We had to work with the user, and their patterns, we suspended the system for a short while and issued a new update, but the first customer taste of this "pay as you go" approach was a sour one.

Then things got bad....

Yes, you might think they were already bad, but they got worse.

A month later, all the above was resolved, and we thought things were settling down... Until we suddenly all hell broke loose.

EVERY MACHINE WAS LOCKED.

There were dozens of reports of their just not working, they had done their daily reboot and all of them reported a security fail on the smartcard....

All hands on deck, are our machines in the test pool doing the same? Nope.

Is there something special going on? Have clocks changed, is it a leap year, has the sky fallen on Chicken Little?

We honestly had no idea, there was no repeat in any of our test pool, no repeat on our personal engineering rigs, there was essentially no reason for this failure.

The only answer in such a situation is to observe or return one of the machines exhibiting the problem.

A lorry was sent and a machine brought back, under the explicit instruction not to open it nor change it, and the customer was not to keep their smartcard (it was theirs, but we would credit them a whole new card for the inconvenience).

Several hours spent staring at the code, and running checks by lowering cards so they would expire, or pulling the reader out and inserting it again we had no answer.

Before that arrives back with us however lets just think about the "smartcards" we used in our daily lives; our bank cards, they go into a machine we enter our pin and we remove them again. Then how about cards like your gas meter, or you go see your GP, they have a card you insert into a machine and it stays there all the time to validate they are the GP, or they keep your meter in operation, if you have Sky TV and a viewing card; same thing, it is always in the device.

These machines are the latter kind.... Those cards are rated to have power on to them for long periods of time, as a consequence they cost more money than a card you only insert transiently...

And this company I worked for had very canny buyers, too canny. Because they spotted a smartcard which used the same protocol... but was significantly less money to buy!

The difference? You guessed it, it was the transient use variant.

The broken machine arrived, we powered it on, fail. We open the door, remove the smartcard and sure enough on the rear of the plastic behind the chip the plastic is brown, burned.

The card can not be electrically trusted!

We highlight this and send it back to the buying department, they fouled up, they changed the hardware after we certified it, essentially sending an uncertified machine out.
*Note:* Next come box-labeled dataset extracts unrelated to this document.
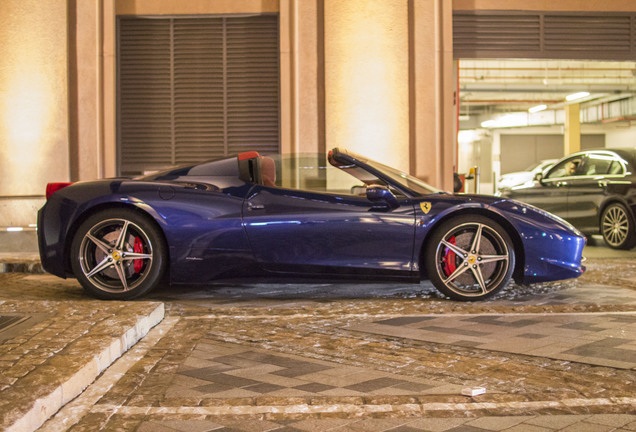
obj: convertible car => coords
[38,148,585,300]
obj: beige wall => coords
[18,0,636,230]
[0,0,69,226]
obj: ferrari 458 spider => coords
[38,148,585,300]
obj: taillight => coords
[46,183,73,200]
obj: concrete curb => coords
[5,303,165,432]
[0,252,46,274]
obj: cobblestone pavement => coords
[0,248,636,432]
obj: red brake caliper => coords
[133,237,144,273]
[442,236,457,276]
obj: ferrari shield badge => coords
[420,202,431,214]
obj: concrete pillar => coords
[324,0,409,171]
[563,104,581,156]
[410,0,457,191]
[0,0,70,227]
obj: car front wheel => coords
[601,203,636,249]
[425,215,515,301]
[71,209,167,300]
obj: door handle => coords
[247,203,265,210]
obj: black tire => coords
[70,209,168,300]
[600,203,636,249]
[424,215,515,301]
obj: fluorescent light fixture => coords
[528,105,548,113]
[565,92,590,102]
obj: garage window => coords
[117,15,280,175]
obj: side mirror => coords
[367,185,400,210]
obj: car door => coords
[568,151,624,232]
[243,185,415,275]
[507,155,582,218]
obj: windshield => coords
[338,152,443,195]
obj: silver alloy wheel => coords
[601,205,629,247]
[435,222,510,297]
[78,218,153,293]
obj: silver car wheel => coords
[435,222,510,297]
[77,219,153,293]
[601,204,631,248]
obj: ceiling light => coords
[565,92,590,102]
[528,105,548,113]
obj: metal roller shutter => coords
[118,15,280,175]
[453,11,636,60]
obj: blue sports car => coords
[38,148,585,300]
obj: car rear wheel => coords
[601,203,636,249]
[71,209,167,300]
[425,215,515,301]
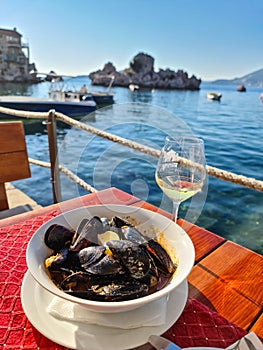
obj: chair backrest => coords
[0,121,31,210]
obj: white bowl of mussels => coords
[26,205,195,313]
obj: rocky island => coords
[89,52,201,90]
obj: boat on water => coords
[129,84,140,91]
[0,91,97,118]
[207,92,222,101]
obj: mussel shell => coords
[121,226,147,244]
[70,216,104,252]
[78,246,124,276]
[44,224,75,252]
[107,240,150,279]
[147,239,176,277]
[60,271,91,292]
[90,280,149,301]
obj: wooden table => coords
[0,188,263,338]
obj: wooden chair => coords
[0,121,31,216]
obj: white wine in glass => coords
[155,136,206,222]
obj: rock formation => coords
[89,53,201,90]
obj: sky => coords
[0,0,263,80]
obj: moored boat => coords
[207,92,222,101]
[0,92,96,118]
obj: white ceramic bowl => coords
[26,205,195,313]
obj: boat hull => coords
[0,100,96,118]
[91,92,114,106]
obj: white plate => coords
[26,204,195,313]
[21,271,188,350]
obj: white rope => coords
[0,106,263,192]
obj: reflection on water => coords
[4,80,263,253]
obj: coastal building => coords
[0,28,36,82]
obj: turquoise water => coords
[0,77,263,253]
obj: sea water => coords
[0,77,263,253]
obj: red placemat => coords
[0,211,247,350]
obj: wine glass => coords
[155,136,206,222]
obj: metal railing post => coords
[46,109,62,203]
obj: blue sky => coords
[0,0,263,80]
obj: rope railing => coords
[0,107,263,192]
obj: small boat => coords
[207,92,222,101]
[0,91,97,118]
[129,84,140,91]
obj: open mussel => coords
[44,216,176,301]
[44,224,75,252]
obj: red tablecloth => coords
[0,211,247,350]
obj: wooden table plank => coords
[0,188,263,338]
[188,264,260,329]
[200,241,263,307]
[250,312,263,339]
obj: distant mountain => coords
[212,69,263,87]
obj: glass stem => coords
[173,202,180,223]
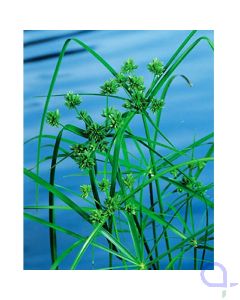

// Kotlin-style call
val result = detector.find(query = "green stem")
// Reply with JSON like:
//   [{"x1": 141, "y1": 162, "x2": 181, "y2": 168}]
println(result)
[{"x1": 142, "y1": 115, "x2": 172, "y2": 268}]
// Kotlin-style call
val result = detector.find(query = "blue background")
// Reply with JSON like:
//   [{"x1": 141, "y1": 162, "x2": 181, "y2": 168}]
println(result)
[{"x1": 24, "y1": 30, "x2": 214, "y2": 269}]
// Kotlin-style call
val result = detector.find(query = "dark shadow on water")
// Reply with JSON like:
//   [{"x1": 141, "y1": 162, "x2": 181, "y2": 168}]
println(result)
[
  {"x1": 24, "y1": 30, "x2": 96, "y2": 47},
  {"x1": 24, "y1": 46, "x2": 94, "y2": 64}
]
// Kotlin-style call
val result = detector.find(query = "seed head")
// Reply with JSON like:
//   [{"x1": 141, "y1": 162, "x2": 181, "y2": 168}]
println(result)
[
  {"x1": 100, "y1": 79, "x2": 118, "y2": 95},
  {"x1": 90, "y1": 209, "x2": 107, "y2": 224},
  {"x1": 102, "y1": 107, "x2": 122, "y2": 129},
  {"x1": 46, "y1": 109, "x2": 60, "y2": 127},
  {"x1": 123, "y1": 173, "x2": 135, "y2": 190},
  {"x1": 98, "y1": 178, "x2": 110, "y2": 192},
  {"x1": 125, "y1": 201, "x2": 137, "y2": 215},
  {"x1": 150, "y1": 98, "x2": 165, "y2": 113},
  {"x1": 80, "y1": 184, "x2": 91, "y2": 199},
  {"x1": 65, "y1": 92, "x2": 82, "y2": 109}
]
A huge issue ensued about this, as this wasn't well understood that we had been provided and advised one card type into the update set, but of course the buyers would not accept it wasn't the same until we literally had the specifications of the card side by side we could see a digit difference in the part number and looked up the datasheet where clearly it said that the transient card was only rated to remain in a machine for 10 minutes. More than enough for an ATM. But a "security gating" card, as we wanted, they are rated to be inserted continually for 36 months.

Thursday, 25 May 2023

Just Stand It Up: About Premature Pessimization

Engineers often talk about premature optimization, but today I'm going to just talk briefly about the opposite, premature pessimization.

I currently work on a very large code base, it has been developed over four years from scratch. One of the first things performed were a series of investigations into "best performing" data structures, such as maps, lists and so forth.
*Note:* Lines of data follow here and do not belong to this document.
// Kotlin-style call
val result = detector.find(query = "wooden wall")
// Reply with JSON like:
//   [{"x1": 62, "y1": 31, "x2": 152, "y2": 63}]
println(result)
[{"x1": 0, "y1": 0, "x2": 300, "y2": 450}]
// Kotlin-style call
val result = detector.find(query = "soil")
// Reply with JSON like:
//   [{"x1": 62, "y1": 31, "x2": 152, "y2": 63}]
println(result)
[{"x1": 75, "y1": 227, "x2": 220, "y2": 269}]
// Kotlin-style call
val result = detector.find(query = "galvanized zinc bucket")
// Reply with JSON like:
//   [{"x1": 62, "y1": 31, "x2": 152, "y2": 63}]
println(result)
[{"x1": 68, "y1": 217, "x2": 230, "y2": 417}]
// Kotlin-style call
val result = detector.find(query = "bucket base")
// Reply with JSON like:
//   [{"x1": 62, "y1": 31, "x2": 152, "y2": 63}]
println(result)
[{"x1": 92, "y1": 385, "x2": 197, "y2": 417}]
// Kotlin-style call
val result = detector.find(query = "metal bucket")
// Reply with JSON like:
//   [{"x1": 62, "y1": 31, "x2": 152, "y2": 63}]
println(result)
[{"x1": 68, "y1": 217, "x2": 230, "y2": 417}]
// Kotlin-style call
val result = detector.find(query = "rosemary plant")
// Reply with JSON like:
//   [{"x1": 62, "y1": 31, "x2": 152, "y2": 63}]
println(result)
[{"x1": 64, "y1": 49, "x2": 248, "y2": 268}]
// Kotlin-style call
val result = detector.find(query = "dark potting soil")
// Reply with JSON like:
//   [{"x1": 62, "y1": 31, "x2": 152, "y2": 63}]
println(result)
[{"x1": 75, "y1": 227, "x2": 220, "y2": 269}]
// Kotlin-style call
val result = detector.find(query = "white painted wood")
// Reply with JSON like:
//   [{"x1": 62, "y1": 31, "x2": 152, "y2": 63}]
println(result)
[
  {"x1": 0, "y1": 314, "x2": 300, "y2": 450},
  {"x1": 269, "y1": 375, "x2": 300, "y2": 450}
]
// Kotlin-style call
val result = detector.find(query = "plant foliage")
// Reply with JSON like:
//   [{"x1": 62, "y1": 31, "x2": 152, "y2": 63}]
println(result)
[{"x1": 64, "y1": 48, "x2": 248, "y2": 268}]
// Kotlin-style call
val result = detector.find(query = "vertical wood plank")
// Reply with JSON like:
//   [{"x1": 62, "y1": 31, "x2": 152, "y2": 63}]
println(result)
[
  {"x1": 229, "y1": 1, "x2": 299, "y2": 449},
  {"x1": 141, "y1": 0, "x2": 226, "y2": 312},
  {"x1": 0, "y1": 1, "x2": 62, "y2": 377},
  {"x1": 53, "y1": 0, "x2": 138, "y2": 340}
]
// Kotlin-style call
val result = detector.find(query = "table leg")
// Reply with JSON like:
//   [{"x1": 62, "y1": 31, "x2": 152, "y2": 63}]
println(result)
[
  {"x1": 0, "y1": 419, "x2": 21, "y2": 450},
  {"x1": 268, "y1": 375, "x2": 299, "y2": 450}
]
Now of course one has to totally accept one can optimize any data structure that little bit more for a specific use case. One also accepts that when in C++ the standard library lends itself to being replaced bu defining standard operators, iterators and the algorithms going with all this use those standard exposed APIs, so you can implement your own.

I just want you to stop though and think... Do you want to?
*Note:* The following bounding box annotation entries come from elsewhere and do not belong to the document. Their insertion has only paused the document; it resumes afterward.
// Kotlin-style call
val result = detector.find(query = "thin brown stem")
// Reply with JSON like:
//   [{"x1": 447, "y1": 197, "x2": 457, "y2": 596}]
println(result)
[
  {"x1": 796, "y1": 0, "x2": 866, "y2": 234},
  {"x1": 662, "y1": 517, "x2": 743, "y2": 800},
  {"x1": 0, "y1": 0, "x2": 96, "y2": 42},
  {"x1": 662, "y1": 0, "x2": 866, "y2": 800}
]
Too early in a project and you can start to introduce bloat, either in terms of slight differences in the optimized cases, the code from whatever third party "best" you picked and even from your build chain, as you are bringing in dependencies on someone else.

The standard library doesn't do any of this, its dependencies are guaranteed by the ABI.

So why not just use standard map, or standard vector and standard string, or standard formatting?

Quite often I'm finding it is due to premature pessimization, that developers voice who cries out about some issue they had, either when some technology was new and emerging or late in an earlier project's life where they had to optimize for that specific case I mention, where the standard version did prove itself to be a detriment.

These engineers carry with them the experience, sometimes scars, from such exposure to edge cases and bugs they had to quash. Rightly and understandably they do not want to experience these self same issues again; their minds therefore are almost averted from just standing it up with the standard version. They immediately seek and even proactively nay-say the standard versions in favour of domain specific "best" versions.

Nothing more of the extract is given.